Hooray, 17613 is the same offset I found the hard way above!
I can actually combine all of this into one big command:

$ dd bs=1 skip=$(xxd -g0 -p /boot/vmlinuz-3.6.2-4.fc17.x86_64 | \
                 tr -d '\n' | grep -b -o 1f8b0800 | awk -F: '{print $1/2}') \
     if=/boot/vmlinuz-3.6.2-4.fc17.x86_64 | gzip -d -c > /tmp/vmlinux
4814195+0 records in
4814195+0 records out
4814195 bytes (4.8 MB) copied, 6.00158 s, 802 kB/s

gzip: stdin: decompression OK, trailing garbage ignored

And finally, I can search for my strings:

$ strings /tmp/vmlinux | grep microcode
microcode    : 0x%x
4Atom PSE erratum detected, BIOS microcode update recommended
6perf_event_intel: PEBS enabled due to microcode update
6perf_event_intel: PEBS disabled due to CPU errata, please upgrade
0mce: [Hardware Error]: PROCESSOR %u:%x TIME %llu SOCKET %u APIC %x
microcode %x


Update: Shortly after writing this blog post, I found the grep command can search binary files for hex values with a couple more options: -a to search binary files, and -P to use Perl-compatible regular expressions.  This shortens the command to find the offset to a much simpler:

$ grep -a -b -o -P '\x1f\x8b\x08\x00' /boot/vmlinuz-3.6.2-4.fc17.x86_64 | awk -F: '{print $1}'

And if I use a couple of environment variable, it becomes much easier to read:

$ export VMLINUZ=/boot/vmlinuz-3.6.2-4.fc17.x86_64
$ SKIP=$(grep -aboP '\x1f\x8b\x08\x00' $VMLINUZ | awk -F: '{print $1}')
$ dd bs=1 skip=$SKIP if=$VMLINUZ | gzip -d -c > /tmp/vmlinux
4814195+0 records in
4814195+0 records out
4814195 bytes (4.8 MB) copied, 5.15674 s, 934 kB/s

gzip: stdin: decompression OK, trailing garbage ignored


  1. Thank you for the excellent illustration!
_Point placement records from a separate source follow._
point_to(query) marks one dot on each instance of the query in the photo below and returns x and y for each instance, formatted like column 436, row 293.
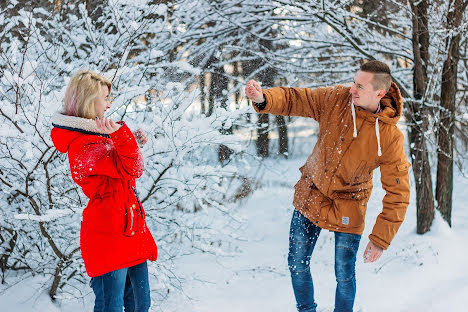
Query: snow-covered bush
column 184, row 186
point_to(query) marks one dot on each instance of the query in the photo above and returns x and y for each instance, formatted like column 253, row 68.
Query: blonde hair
column 82, row 91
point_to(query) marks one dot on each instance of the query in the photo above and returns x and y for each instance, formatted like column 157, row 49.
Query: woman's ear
column 381, row 93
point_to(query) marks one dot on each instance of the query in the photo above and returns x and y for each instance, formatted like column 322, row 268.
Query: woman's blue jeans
column 302, row 238
column 127, row 287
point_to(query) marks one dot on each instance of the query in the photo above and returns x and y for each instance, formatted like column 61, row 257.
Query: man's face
column 363, row 92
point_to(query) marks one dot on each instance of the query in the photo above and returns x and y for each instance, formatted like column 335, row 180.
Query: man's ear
column 381, row 93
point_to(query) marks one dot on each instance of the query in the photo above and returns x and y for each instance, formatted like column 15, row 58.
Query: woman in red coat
column 104, row 161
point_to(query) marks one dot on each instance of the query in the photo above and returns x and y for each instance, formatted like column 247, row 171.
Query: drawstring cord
column 353, row 112
column 377, row 133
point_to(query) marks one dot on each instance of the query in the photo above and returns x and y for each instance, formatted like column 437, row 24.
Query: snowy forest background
column 178, row 70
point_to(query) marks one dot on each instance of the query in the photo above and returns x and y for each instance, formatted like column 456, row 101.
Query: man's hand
column 372, row 252
column 254, row 92
column 140, row 137
column 107, row 125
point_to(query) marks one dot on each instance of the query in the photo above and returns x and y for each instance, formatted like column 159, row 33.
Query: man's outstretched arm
column 303, row 102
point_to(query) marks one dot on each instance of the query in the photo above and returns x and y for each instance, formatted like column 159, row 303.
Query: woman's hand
column 107, row 125
column 141, row 138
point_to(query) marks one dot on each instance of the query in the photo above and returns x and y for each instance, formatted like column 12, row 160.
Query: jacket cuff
column 266, row 108
column 260, row 106
column 123, row 134
column 379, row 242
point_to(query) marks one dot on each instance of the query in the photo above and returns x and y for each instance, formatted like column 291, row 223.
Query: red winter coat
column 114, row 234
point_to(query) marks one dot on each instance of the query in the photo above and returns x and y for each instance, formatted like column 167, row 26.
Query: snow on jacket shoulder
column 114, row 234
column 336, row 179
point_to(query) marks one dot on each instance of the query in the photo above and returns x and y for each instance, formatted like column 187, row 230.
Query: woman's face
column 102, row 103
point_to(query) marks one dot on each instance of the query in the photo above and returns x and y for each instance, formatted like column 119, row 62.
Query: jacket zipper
column 138, row 201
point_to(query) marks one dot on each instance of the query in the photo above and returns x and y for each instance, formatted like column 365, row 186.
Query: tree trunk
column 263, row 142
column 283, row 136
column 417, row 116
column 444, row 187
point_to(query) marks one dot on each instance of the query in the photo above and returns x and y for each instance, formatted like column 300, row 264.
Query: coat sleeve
column 394, row 168
column 303, row 102
column 120, row 159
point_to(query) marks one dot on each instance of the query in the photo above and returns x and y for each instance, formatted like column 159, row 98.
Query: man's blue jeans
column 127, row 287
column 302, row 238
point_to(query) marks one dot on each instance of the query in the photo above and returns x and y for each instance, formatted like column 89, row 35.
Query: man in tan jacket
column 357, row 133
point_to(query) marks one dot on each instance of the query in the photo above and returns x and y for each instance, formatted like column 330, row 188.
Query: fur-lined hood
column 73, row 127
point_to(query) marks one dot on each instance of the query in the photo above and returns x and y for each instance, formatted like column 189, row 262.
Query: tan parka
column 336, row 179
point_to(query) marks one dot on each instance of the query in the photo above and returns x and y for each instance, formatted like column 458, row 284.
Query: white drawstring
column 377, row 133
column 354, row 119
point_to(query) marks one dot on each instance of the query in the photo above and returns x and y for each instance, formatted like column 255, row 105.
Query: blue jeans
column 302, row 238
column 127, row 287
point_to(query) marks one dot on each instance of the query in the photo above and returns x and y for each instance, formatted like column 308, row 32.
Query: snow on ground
column 417, row 273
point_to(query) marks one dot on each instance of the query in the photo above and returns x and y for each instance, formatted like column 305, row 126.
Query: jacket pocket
column 132, row 220
column 347, row 213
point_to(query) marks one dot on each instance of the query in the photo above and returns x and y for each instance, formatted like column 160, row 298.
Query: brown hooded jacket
column 336, row 179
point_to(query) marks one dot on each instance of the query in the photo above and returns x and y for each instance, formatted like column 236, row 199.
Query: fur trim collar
column 75, row 123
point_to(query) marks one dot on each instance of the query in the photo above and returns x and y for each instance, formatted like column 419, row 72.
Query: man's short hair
column 382, row 77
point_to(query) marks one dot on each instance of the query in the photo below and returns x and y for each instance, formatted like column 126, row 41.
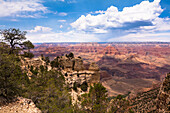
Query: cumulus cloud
column 61, row 20
column 71, row 36
column 62, row 14
column 143, row 14
column 22, row 8
column 61, row 26
column 61, row 0
column 40, row 29
column 139, row 37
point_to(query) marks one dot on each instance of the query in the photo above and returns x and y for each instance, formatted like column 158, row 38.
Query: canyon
column 124, row 67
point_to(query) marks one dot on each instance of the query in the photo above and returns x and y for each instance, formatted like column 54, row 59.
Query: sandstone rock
column 93, row 67
column 163, row 98
column 22, row 105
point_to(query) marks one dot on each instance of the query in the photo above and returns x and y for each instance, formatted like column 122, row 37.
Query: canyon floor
column 124, row 67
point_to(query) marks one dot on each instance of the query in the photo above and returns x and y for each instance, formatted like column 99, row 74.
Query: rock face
column 129, row 60
column 163, row 99
column 22, row 105
column 77, row 78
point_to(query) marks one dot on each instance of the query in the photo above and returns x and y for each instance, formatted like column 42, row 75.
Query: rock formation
column 22, row 105
column 163, row 99
column 77, row 77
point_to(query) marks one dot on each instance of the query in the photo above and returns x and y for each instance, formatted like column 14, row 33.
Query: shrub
column 84, row 86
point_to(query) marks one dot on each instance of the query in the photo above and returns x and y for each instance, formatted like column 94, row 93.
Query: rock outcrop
column 77, row 77
column 22, row 105
column 163, row 99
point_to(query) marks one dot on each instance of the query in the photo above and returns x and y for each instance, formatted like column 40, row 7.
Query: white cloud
column 112, row 18
column 61, row 26
column 61, row 0
column 162, row 37
column 61, row 20
column 21, row 8
column 71, row 36
column 62, row 14
column 40, row 29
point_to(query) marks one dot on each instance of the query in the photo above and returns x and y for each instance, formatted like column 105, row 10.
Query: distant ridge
column 104, row 43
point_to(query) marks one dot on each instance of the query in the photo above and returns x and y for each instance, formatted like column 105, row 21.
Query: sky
column 88, row 20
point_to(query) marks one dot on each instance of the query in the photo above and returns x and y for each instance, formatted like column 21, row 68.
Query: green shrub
column 84, row 86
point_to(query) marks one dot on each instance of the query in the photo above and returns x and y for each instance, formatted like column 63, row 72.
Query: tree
column 48, row 92
column 11, row 76
column 14, row 37
column 95, row 101
column 28, row 45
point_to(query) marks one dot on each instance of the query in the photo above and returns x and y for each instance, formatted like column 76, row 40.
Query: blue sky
column 88, row 20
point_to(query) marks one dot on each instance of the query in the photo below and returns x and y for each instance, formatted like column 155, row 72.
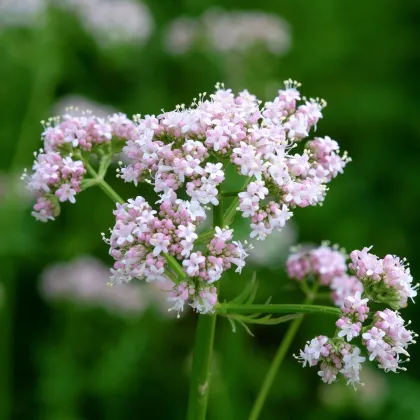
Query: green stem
column 304, row 308
column 284, row 347
column 218, row 215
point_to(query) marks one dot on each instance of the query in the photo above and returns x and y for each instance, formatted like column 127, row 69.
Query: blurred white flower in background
column 114, row 22
column 21, row 12
column 227, row 32
column 84, row 281
column 368, row 403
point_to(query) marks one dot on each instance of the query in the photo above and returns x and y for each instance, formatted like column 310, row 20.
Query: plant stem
column 106, row 188
column 233, row 308
column 282, row 351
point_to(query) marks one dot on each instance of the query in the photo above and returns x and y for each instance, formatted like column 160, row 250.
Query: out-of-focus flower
column 373, row 397
column 228, row 32
column 114, row 22
column 21, row 12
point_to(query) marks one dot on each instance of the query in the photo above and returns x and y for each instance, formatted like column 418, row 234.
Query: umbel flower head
column 383, row 334
column 184, row 152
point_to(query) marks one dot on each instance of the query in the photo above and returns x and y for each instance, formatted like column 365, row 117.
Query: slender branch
column 218, row 215
column 109, row 191
column 201, row 370
column 227, row 194
column 284, row 347
column 232, row 308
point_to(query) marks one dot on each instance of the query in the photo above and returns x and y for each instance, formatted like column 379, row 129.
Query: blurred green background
column 68, row 360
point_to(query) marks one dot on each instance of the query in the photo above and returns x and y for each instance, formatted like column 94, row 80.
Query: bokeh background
column 69, row 350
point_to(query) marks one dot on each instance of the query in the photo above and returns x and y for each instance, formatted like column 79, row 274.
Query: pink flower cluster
column 389, row 277
column 178, row 148
column 325, row 264
column 57, row 175
column 142, row 237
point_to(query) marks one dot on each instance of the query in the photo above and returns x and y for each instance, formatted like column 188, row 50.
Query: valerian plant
column 184, row 154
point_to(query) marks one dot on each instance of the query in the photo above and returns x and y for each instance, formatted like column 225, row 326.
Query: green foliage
column 69, row 362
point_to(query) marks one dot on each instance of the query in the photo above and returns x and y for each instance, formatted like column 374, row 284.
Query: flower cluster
column 385, row 337
column 184, row 153
column 227, row 32
column 60, row 166
column 178, row 148
column 84, row 280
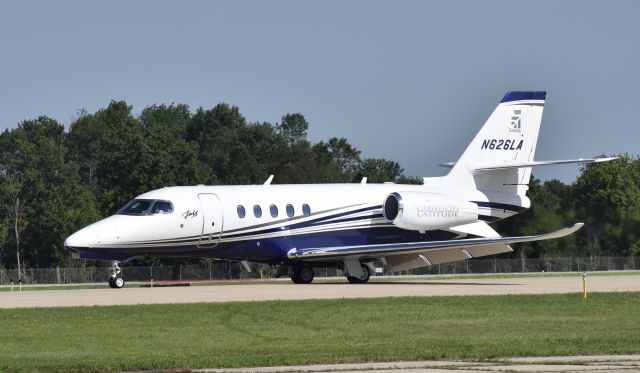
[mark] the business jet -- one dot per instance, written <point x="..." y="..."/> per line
<point x="349" y="226"/>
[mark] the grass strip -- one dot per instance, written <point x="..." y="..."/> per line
<point x="414" y="278"/>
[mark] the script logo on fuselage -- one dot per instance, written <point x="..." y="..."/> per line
<point x="501" y="144"/>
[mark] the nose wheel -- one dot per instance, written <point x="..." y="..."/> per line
<point x="116" y="281"/>
<point x="301" y="274"/>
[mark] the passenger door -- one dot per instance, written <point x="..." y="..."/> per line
<point x="212" y="220"/>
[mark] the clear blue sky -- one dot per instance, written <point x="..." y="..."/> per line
<point x="404" y="80"/>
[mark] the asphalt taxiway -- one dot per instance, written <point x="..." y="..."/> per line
<point x="285" y="291"/>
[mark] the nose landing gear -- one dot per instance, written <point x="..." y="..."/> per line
<point x="301" y="274"/>
<point x="116" y="281"/>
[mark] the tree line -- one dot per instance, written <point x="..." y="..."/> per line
<point x="54" y="181"/>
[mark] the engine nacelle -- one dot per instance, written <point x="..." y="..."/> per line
<point x="421" y="211"/>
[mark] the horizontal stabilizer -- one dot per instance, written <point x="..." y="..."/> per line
<point x="379" y="250"/>
<point x="479" y="228"/>
<point x="540" y="163"/>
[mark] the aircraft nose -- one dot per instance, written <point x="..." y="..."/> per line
<point x="81" y="239"/>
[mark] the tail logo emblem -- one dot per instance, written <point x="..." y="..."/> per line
<point x="516" y="121"/>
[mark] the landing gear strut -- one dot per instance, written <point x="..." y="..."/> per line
<point x="363" y="278"/>
<point x="301" y="274"/>
<point x="116" y="281"/>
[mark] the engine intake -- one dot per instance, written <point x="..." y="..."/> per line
<point x="421" y="211"/>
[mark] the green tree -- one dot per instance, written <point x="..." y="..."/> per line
<point x="378" y="170"/>
<point x="293" y="128"/>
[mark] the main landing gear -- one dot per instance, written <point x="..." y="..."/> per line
<point x="116" y="281"/>
<point x="301" y="274"/>
<point x="360" y="278"/>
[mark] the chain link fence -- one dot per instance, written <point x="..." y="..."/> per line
<point x="228" y="271"/>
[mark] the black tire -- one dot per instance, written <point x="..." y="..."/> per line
<point x="356" y="280"/>
<point x="302" y="275"/>
<point x="118" y="283"/>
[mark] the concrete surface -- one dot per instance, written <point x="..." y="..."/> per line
<point x="286" y="291"/>
<point x="608" y="363"/>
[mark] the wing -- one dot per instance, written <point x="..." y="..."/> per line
<point x="452" y="247"/>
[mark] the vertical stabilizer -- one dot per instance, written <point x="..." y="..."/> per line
<point x="508" y="136"/>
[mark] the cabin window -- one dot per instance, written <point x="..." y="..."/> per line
<point x="257" y="211"/>
<point x="162" y="207"/>
<point x="136" y="207"/>
<point x="290" y="211"/>
<point x="241" y="212"/>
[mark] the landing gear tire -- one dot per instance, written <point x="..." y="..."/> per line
<point x="116" y="282"/>
<point x="301" y="275"/>
<point x="363" y="280"/>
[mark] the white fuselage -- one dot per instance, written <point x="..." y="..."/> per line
<point x="208" y="221"/>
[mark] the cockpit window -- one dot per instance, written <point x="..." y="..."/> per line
<point x="146" y="207"/>
<point x="136" y="207"/>
<point x="162" y="207"/>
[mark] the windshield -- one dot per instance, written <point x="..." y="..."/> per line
<point x="146" y="207"/>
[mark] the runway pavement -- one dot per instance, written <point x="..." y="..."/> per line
<point x="606" y="363"/>
<point x="286" y="291"/>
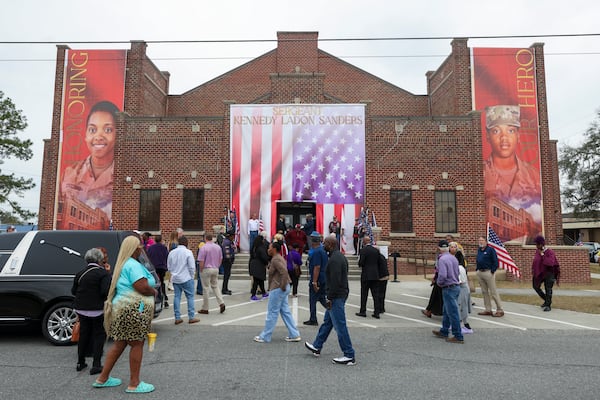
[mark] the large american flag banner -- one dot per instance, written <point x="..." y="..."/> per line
<point x="297" y="153"/>
<point x="505" y="261"/>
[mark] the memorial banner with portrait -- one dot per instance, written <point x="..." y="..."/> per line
<point x="505" y="91"/>
<point x="93" y="94"/>
<point x="297" y="153"/>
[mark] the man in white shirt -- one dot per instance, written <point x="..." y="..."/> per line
<point x="182" y="266"/>
<point x="253" y="226"/>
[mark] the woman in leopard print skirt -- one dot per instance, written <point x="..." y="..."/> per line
<point x="127" y="316"/>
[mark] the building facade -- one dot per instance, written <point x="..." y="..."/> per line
<point x="424" y="165"/>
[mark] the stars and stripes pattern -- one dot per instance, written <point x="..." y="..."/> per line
<point x="505" y="261"/>
<point x="307" y="153"/>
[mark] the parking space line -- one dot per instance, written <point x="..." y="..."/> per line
<point x="553" y="320"/>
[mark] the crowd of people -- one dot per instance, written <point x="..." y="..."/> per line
<point x="118" y="303"/>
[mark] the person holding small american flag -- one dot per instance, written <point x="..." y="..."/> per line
<point x="487" y="264"/>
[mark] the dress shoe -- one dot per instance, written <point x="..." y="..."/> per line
<point x="81" y="366"/>
<point x="439" y="334"/>
<point x="96" y="370"/>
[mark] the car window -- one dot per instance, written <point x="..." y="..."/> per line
<point x="55" y="256"/>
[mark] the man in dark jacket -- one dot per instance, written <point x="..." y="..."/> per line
<point x="335" y="316"/>
<point x="228" y="259"/>
<point x="369" y="278"/>
<point x="90" y="288"/>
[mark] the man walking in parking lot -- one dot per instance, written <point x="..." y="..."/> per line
<point x="335" y="316"/>
<point x="210" y="258"/>
<point x="447" y="272"/>
<point x="182" y="266"/>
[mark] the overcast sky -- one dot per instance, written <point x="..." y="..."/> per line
<point x="27" y="70"/>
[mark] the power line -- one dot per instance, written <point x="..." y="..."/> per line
<point x="359" y="39"/>
<point x="244" y="58"/>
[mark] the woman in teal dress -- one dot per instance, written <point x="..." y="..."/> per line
<point x="127" y="316"/>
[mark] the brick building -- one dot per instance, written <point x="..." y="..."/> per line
<point x="423" y="152"/>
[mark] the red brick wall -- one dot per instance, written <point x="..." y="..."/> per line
<point x="427" y="144"/>
<point x="574" y="262"/>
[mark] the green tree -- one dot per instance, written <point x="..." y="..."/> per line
<point x="12" y="121"/>
<point x="580" y="165"/>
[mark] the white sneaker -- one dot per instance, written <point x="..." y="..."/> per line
<point x="316" y="352"/>
<point x="344" y="360"/>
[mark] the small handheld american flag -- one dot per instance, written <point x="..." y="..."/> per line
<point x="505" y="261"/>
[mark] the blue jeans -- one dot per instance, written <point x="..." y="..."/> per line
<point x="278" y="304"/>
<point x="451" y="316"/>
<point x="199" y="287"/>
<point x="335" y="318"/>
<point x="253" y="235"/>
<point x="188" y="289"/>
<point x="313" y="297"/>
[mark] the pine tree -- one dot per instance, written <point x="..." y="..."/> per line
<point x="580" y="165"/>
<point x="12" y="121"/>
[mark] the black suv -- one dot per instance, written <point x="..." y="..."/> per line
<point x="36" y="275"/>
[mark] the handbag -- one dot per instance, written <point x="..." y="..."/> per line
<point x="75" y="332"/>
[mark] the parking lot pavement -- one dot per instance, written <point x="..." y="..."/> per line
<point x="404" y="301"/>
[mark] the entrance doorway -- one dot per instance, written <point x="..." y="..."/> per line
<point x="295" y="213"/>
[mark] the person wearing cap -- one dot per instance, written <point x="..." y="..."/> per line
<point x="296" y="235"/>
<point x="369" y="278"/>
<point x="545" y="268"/>
<point x="317" y="264"/>
<point x="228" y="260"/>
<point x="487" y="264"/>
<point x="448" y="280"/>
<point x="505" y="175"/>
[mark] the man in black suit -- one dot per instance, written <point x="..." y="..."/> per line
<point x="369" y="278"/>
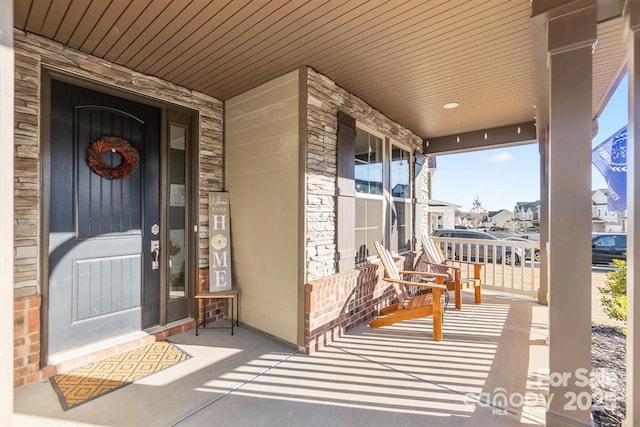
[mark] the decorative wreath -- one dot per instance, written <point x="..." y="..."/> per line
<point x="130" y="157"/>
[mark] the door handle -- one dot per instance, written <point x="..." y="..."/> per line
<point x="155" y="252"/>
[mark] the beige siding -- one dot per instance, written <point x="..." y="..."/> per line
<point x="262" y="146"/>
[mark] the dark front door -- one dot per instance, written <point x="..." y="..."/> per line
<point x="101" y="279"/>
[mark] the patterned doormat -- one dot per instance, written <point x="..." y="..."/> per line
<point x="99" y="378"/>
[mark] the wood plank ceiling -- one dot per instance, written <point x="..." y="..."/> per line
<point x="407" y="58"/>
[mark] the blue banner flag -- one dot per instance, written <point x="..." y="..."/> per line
<point x="610" y="158"/>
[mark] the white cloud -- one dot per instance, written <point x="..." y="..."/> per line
<point x="501" y="157"/>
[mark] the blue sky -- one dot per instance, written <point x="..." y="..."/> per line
<point x="504" y="176"/>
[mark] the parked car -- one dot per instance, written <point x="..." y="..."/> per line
<point x="605" y="247"/>
<point x="467" y="252"/>
<point x="527" y="251"/>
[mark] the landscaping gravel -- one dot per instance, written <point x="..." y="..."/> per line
<point x="609" y="373"/>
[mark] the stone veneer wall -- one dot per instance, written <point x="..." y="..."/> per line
<point x="336" y="302"/>
<point x="324" y="99"/>
<point x="31" y="54"/>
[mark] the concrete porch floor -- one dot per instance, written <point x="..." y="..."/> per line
<point x="370" y="377"/>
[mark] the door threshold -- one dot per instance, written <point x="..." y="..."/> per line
<point x="80" y="356"/>
<point x="155" y="330"/>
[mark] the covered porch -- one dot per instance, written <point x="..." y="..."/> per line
<point x="490" y="370"/>
<point x="291" y="74"/>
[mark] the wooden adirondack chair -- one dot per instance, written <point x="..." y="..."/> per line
<point x="438" y="263"/>
<point x="410" y="306"/>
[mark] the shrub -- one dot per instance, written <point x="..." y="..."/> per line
<point x="614" y="292"/>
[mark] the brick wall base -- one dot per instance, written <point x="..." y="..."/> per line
<point x="339" y="302"/>
<point x="26" y="341"/>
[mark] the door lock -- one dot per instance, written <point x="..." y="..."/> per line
<point x="155" y="254"/>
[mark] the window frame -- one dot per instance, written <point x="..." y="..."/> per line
<point x="387" y="197"/>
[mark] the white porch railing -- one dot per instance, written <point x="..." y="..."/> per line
<point x="508" y="266"/>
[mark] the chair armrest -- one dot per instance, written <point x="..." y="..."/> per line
<point x="423" y="285"/>
<point x="468" y="262"/>
<point x="440" y="265"/>
<point x="426" y="273"/>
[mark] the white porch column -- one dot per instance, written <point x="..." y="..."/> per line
<point x="571" y="34"/>
<point x="543" y="291"/>
<point x="6" y="210"/>
<point x="633" y="215"/>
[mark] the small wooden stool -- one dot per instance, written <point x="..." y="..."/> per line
<point x="233" y="295"/>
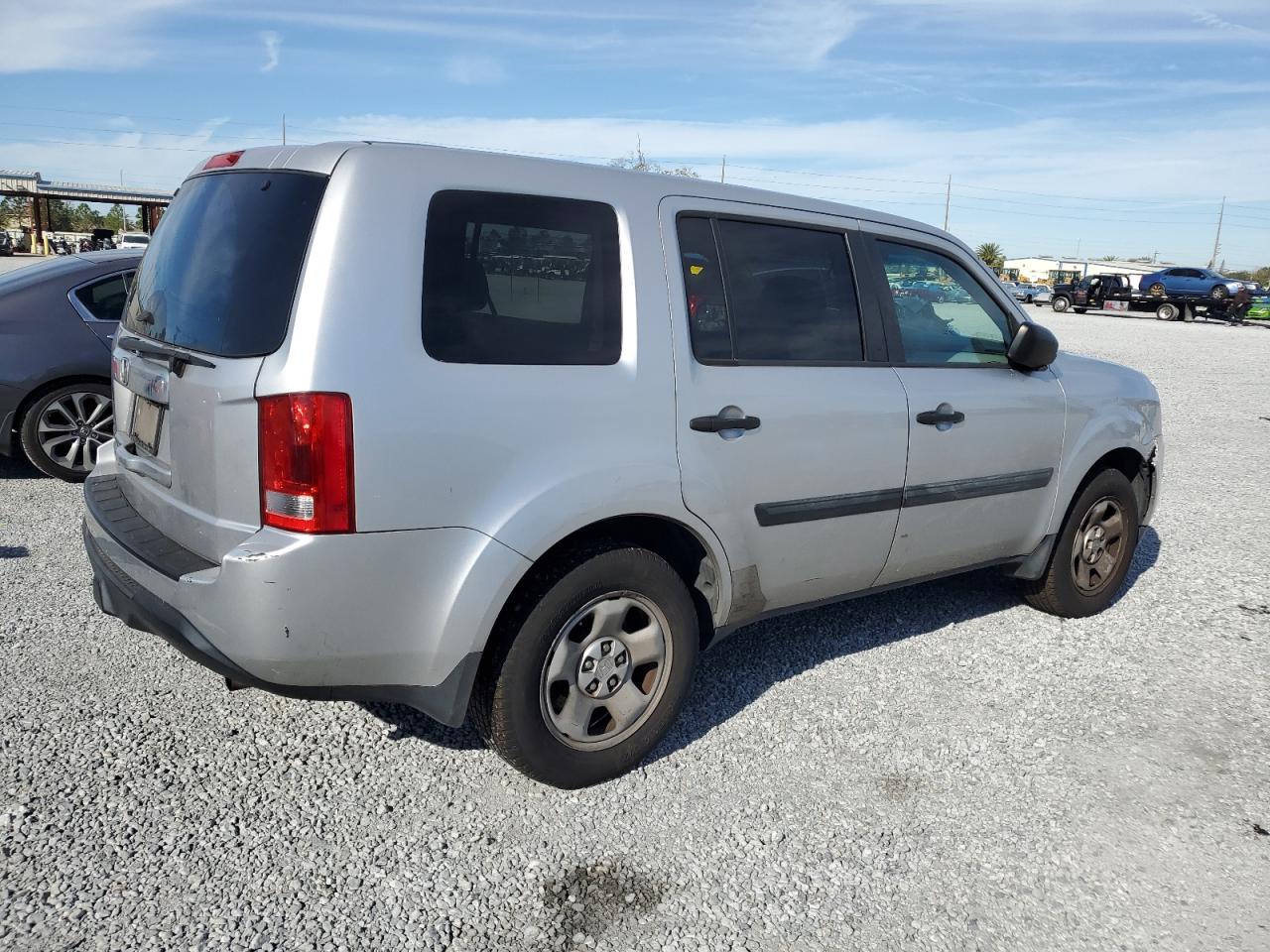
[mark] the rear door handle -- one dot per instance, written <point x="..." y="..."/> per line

A bzimage that I just inspected has two gzip blocks. The first one is the kernel .config and the second one is a cpio archive.

  2. Yes, it is really great and helpful!!!

  3. Also, if you use `cut -d: -f1` instead of awk to extract the offset, the command becomes even shorter, easiert to type (no '{}) and requies fewer ressources.